Promoted. This adds tremendously to the discussion and I'd like to associate myself with everything Alexander has written. We'd like to think The Next Right is a small part of the solution to the problems Alexander and Jon have identified. -Patrick
Partly in response to Jon's earlier post, I think its important for all of us to look seriously at the right side of the blogosphere and see why we are ineffective.
And this is the truth. By any measure of effectiveness, we are way behind. In terms of money raised, attention brought to candidates, or ability to drive a message.

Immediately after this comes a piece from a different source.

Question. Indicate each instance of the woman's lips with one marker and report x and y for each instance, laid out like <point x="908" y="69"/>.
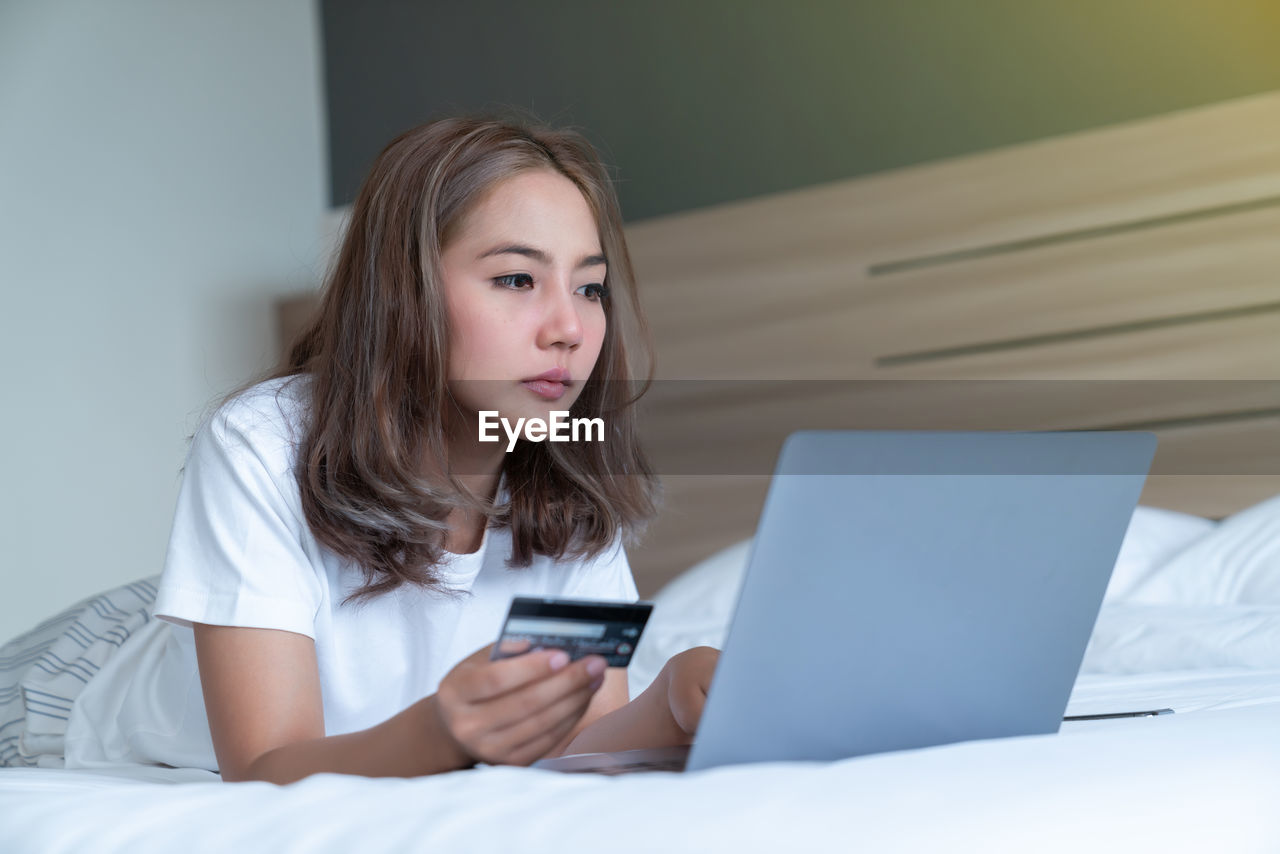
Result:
<point x="545" y="388"/>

The reason, above all, is that their side is full of activists, and ours is full of pundits. Spend a few minutes perusing some of the top liberal blogs and everything is about driving attention to a specific race, or something else thats happening NOW, with a means of taking action.
On conservative blogs on the other hand, you have a thousand different bloggers who all want to be a talking head on one of the cable networks. Everyone has an opinion and feels the need to explain why they are correct. As such, most of the time the rightosphere is just a circular sounding board.
Granted, there have been a few moments when we've been more. Dan Rather & the Bush National Guard records. The fight over the Arlen Specter judiciary chairmanship. The Harriet Miers nomination. The early days of the Fred Thompson pre-candidacy.
The challenge for the rightosphere is for us to actually work together, and not just be ten thousand individuals moving randomly in varying directions.
I think things are improving, partly because there seems to be a shift in the center of the conservative blogosphere from simply news and opinion (Captain's Quarters, Instapundit, Power Line) to more activism-focused blogs like RedState, The Next Right, Newsbusters, etc. But we have a long way still to go.